Use the NPS Calculator to find out exactly how much lumpsum you will take home and what your monthly pension will look like at age 60.
Unlike a fixed deposit or mutual fund, where you withdraw everything, NPS has a strict government-mandated exit rule. When you retire at 60, you can only take 60% of your total corpus as a tax-free lumpsum.
The remaining 40% must be used to purchase an annuity plan from a life insurance company, which guarantees your monthly pension for life. NPS calculator maps out both numbers simultaneously, so you know exactly what you are walking away with.
Three main factors dictate how large your retirement fund gets:
This is the most critical variable. Because NPS relies on compounding, starting at 25 rather than 35 results in a massive difference in your final corpus, even if you make the same monthly contribution.
You can start with as little as ₹500 a month. The higher your monthly input, the faster your equity and debt funds compound over the decades.

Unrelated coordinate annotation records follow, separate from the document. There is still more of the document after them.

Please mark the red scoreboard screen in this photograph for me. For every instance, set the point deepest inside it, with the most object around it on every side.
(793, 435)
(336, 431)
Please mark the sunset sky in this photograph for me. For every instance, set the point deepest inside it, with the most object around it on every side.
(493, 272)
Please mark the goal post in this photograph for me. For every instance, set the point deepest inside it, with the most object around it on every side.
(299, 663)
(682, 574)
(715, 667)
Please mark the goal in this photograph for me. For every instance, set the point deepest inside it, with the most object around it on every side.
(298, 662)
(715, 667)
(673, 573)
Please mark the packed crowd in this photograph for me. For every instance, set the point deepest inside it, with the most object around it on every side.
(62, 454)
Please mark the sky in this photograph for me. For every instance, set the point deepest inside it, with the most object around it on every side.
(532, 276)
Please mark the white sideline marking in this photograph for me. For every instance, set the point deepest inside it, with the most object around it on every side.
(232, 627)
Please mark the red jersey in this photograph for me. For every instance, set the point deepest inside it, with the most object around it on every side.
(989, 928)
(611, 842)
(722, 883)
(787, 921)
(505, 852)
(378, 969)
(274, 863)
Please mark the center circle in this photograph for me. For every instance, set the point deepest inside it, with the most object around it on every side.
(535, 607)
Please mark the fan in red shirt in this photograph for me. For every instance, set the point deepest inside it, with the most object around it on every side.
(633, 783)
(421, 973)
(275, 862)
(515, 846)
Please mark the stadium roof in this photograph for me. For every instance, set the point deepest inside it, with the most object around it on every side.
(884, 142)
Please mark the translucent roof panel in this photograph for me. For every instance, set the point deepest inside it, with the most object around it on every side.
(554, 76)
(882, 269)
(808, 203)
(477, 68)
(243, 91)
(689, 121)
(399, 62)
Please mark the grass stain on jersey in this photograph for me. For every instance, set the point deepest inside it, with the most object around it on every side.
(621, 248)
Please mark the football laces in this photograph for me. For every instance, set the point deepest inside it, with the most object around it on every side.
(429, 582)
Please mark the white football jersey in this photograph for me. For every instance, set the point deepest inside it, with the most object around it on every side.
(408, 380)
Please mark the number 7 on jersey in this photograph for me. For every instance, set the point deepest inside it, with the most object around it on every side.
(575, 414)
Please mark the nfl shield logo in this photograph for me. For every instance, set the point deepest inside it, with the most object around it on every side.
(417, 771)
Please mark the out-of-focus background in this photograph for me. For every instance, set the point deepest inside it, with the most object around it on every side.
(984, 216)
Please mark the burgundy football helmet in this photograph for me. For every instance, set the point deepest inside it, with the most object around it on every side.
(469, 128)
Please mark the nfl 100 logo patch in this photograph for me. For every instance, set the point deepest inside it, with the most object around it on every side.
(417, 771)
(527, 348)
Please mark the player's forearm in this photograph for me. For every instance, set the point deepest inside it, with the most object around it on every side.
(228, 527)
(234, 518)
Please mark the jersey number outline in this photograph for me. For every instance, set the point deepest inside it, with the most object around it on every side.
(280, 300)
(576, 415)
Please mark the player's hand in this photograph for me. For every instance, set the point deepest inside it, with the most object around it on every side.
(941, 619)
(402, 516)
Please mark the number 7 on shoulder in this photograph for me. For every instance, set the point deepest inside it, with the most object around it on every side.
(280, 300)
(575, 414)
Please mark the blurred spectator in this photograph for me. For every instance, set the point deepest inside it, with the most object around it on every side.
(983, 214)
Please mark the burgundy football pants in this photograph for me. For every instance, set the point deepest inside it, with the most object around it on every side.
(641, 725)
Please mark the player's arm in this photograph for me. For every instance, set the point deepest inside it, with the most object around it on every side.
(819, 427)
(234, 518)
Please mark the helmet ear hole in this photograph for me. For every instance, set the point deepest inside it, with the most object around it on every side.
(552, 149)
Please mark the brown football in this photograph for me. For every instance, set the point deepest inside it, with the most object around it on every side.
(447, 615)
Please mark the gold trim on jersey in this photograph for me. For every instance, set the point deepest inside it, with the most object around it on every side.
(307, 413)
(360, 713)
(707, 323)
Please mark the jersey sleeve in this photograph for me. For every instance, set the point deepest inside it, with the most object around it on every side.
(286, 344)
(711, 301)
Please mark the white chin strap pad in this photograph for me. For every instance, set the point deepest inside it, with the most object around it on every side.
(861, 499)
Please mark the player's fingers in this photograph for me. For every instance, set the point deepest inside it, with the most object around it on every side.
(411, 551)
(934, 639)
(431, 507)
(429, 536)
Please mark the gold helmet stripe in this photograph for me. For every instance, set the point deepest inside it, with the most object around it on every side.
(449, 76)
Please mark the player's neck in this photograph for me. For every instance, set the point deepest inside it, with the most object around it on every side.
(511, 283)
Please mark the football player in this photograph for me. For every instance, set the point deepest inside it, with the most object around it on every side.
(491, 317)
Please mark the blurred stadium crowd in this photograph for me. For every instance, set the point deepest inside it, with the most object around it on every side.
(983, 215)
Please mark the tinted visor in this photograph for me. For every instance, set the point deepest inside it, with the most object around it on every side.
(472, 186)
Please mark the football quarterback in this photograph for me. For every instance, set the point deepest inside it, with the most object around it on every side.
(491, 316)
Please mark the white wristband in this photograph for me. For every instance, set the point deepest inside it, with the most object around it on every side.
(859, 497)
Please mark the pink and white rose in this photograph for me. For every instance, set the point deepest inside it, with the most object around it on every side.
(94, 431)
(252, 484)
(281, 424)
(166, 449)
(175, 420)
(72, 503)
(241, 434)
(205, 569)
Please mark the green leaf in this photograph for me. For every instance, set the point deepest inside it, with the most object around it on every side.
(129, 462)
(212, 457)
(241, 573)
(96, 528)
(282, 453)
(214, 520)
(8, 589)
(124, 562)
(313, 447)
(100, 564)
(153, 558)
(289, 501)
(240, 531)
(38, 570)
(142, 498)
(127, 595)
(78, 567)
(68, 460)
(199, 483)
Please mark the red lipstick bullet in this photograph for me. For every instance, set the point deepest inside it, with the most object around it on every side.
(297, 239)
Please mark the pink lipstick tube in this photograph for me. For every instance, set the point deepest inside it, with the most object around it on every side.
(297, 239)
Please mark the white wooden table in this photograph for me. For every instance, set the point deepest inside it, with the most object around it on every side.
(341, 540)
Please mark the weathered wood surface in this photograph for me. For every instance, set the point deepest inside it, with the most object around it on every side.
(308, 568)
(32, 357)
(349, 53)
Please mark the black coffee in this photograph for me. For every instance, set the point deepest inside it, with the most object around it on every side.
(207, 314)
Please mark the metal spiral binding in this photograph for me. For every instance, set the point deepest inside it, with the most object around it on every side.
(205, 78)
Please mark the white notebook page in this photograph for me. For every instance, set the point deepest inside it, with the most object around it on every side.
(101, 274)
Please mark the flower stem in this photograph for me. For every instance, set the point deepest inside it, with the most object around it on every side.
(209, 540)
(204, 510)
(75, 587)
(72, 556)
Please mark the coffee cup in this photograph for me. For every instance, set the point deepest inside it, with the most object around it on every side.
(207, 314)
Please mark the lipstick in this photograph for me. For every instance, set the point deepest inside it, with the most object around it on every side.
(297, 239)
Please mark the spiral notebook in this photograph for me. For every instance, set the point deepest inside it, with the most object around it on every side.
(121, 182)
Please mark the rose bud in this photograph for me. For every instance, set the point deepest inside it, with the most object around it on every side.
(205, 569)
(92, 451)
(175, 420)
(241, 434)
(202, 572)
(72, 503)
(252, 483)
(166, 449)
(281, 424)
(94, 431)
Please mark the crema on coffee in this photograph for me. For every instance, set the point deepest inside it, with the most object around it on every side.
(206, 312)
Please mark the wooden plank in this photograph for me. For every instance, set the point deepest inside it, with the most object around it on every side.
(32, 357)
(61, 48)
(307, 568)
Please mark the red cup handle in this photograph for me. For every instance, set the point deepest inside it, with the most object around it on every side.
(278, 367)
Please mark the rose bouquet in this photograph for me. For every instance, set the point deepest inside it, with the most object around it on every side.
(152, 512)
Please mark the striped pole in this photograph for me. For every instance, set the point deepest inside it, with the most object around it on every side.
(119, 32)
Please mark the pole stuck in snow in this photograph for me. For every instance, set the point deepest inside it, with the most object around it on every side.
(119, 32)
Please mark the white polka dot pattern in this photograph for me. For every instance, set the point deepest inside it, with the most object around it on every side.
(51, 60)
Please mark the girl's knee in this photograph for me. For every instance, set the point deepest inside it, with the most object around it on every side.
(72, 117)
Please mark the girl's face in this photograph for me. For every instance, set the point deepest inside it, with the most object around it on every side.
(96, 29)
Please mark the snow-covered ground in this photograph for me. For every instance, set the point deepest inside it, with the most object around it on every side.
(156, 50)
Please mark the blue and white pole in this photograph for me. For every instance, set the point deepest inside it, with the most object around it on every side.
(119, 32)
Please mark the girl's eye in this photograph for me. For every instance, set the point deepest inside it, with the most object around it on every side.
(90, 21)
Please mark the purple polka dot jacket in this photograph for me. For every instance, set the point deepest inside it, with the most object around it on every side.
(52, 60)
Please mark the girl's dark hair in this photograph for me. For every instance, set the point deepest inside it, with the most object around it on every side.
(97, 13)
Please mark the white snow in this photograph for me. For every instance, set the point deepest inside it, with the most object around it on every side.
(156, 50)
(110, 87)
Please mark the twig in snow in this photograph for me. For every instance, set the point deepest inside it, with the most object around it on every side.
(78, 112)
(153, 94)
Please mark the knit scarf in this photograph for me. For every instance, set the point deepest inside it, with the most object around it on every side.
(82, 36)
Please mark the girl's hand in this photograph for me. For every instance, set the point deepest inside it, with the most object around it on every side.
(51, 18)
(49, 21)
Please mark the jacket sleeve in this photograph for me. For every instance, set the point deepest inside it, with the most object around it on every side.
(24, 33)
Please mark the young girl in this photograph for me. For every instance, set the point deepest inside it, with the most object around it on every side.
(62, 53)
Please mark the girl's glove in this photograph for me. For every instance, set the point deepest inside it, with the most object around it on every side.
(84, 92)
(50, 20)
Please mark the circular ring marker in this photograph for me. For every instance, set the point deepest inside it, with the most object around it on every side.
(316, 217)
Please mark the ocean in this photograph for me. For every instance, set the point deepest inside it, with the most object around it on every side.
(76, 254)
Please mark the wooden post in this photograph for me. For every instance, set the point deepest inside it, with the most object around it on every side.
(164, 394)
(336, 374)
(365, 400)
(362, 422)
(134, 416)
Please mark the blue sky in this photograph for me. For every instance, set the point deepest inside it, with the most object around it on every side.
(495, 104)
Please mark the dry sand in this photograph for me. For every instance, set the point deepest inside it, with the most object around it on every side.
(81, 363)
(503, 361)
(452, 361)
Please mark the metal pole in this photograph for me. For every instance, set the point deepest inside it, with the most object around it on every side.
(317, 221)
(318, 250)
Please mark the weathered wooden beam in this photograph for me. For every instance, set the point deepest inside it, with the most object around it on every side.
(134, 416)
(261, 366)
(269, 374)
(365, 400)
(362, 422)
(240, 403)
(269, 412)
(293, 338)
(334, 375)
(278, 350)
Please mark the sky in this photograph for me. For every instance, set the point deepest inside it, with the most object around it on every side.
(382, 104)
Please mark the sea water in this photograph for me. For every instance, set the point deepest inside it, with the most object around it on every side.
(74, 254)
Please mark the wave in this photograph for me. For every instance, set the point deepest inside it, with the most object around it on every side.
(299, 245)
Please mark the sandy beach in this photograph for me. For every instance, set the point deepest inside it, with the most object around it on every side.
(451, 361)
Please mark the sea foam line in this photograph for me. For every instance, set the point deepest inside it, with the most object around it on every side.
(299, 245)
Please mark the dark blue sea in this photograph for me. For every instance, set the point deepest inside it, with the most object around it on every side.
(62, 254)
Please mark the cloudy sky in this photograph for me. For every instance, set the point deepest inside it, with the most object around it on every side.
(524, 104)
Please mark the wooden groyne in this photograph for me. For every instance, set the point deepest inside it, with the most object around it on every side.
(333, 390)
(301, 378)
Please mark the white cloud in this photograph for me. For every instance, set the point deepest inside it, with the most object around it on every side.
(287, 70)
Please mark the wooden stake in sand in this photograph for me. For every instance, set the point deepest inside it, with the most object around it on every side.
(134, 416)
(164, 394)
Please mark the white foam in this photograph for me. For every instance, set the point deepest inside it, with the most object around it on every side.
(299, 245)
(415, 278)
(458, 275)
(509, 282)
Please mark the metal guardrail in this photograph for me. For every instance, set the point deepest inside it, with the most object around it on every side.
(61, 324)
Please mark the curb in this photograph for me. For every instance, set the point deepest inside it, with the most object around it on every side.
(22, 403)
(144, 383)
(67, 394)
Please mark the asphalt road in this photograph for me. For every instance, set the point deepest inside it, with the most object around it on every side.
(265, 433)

Your actual return depends on how you split your money between NPS asset classes (Equity, Corporate Bonds, Government Securities). Equity generates higher returns but involves volatility, while government securities are safer but yield less.
NPS gives you a dual tax benefit under the old tax regime. You get a standard ₹1.5 Lakh deduction under Section 80C, plus an exclusive additional ₹50,000 deduction under Section 80CCD(1B). This makes it one of the most tax-efficient ways to build a retirement corpus.